If tyrants fall we learn the dread names of their cancel culture centers:
- The Gulag Archipelago
Before the Declaration of Independence and the Constitution some colonists cancelled their own on these very shores.
No, the “witches” weren’t burned.
They were hanged or pressed to death.
"Let he who is without sin cast the first stone." - Jesus of Nazareth
If you think people abhor killing, think again.
Popular entertainment has always featured killing.
And killers are admired.
Mack the Knife does not lack for lovers.
And mass killers--Stalin, Mao and Hitler--are still revered by millions.

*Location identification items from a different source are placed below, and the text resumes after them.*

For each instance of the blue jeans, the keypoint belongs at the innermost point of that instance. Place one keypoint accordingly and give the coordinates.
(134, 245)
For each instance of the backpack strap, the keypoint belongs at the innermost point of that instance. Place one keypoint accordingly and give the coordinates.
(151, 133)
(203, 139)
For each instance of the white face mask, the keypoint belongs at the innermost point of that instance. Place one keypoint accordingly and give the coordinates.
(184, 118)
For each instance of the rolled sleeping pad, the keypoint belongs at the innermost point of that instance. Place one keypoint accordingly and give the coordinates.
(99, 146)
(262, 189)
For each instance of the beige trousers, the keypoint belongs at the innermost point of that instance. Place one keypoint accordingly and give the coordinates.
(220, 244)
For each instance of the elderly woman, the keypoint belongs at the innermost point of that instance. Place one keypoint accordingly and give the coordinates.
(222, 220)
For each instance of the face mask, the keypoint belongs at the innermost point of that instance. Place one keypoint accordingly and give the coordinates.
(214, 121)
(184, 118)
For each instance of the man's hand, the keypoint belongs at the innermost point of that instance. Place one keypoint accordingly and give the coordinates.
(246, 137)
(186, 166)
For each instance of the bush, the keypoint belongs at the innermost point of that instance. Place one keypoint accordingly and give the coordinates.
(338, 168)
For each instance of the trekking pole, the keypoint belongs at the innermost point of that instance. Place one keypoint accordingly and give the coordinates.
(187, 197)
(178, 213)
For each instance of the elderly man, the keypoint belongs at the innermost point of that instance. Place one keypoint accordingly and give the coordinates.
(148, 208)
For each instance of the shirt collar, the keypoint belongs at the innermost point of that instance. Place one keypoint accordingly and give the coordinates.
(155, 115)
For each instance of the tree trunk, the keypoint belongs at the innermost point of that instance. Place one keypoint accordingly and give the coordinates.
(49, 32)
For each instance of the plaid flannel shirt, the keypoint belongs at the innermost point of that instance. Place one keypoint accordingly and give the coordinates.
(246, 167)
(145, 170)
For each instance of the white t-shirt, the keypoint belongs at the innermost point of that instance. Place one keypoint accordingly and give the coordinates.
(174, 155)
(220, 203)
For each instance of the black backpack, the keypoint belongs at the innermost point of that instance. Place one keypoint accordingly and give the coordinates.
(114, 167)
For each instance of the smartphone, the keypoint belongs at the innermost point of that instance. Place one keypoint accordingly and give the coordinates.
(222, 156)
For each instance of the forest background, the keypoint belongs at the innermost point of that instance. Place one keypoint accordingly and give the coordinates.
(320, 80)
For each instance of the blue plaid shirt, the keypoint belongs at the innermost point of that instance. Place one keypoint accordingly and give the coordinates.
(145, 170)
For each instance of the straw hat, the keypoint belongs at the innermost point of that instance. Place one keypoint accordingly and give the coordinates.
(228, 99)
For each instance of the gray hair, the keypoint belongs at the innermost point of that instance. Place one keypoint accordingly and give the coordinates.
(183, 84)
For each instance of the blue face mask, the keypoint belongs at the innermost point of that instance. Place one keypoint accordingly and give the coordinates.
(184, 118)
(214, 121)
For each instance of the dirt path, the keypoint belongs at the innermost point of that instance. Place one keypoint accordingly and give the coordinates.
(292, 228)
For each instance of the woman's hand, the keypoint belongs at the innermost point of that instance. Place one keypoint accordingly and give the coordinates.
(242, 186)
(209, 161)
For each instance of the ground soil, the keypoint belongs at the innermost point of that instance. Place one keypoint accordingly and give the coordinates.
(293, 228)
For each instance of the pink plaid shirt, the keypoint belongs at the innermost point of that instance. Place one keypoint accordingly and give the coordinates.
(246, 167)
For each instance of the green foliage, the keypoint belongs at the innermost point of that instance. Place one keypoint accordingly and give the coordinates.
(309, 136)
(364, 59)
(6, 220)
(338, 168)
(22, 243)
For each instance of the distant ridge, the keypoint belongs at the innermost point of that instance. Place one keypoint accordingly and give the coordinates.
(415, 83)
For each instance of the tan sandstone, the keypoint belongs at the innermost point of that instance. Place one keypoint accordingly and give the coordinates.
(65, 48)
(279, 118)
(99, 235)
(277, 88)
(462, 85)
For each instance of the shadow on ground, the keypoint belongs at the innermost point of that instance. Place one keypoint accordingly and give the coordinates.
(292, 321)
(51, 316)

Self-righteous killers can be the worst.
As the hard-core movie communist Ninotchka (1939) proclaims: “We will have fewer but better Russians.”
Revelations of the Gulag have rendered Billy Wilder’s witty line ever more bitter over time.
"To err is human, to forgive, divine.” - Alexander Pope
Every cancel culture has common features:
- No laws.
- No rules.
- And no fair trial.
- No defense.
- With no mercy.
- No forgiveness.
- No acknowledgement of human frailty except to exploit it.
- Finally, no redemption.
The Declaration of Independence and the United States Constitution are a nanosecond old in evolutionary time.
They are both precious and vulnerable.
The truths, the freedoms, the guarantees, particularly the freedom from ex post facto laws, secret trials, cruel or unusual punishment, are all anathema to tyrants and extremists, for these are the tools of their trades.
Cancel culture is a throwback, to what our forebears risked or gave their lives to prevent.
If you say cancel culture does not kill but merely censures, ask someone who has lost their job, their career, their livelihood, their good name, whether death might not be better.
There is an answer to cancel culture.
Our Declaration of Independence, our Constitution and our Bill of Rights.
And the following quote, variously attributed:
"I may disagree with what you say but I will defend to the death your right to say it."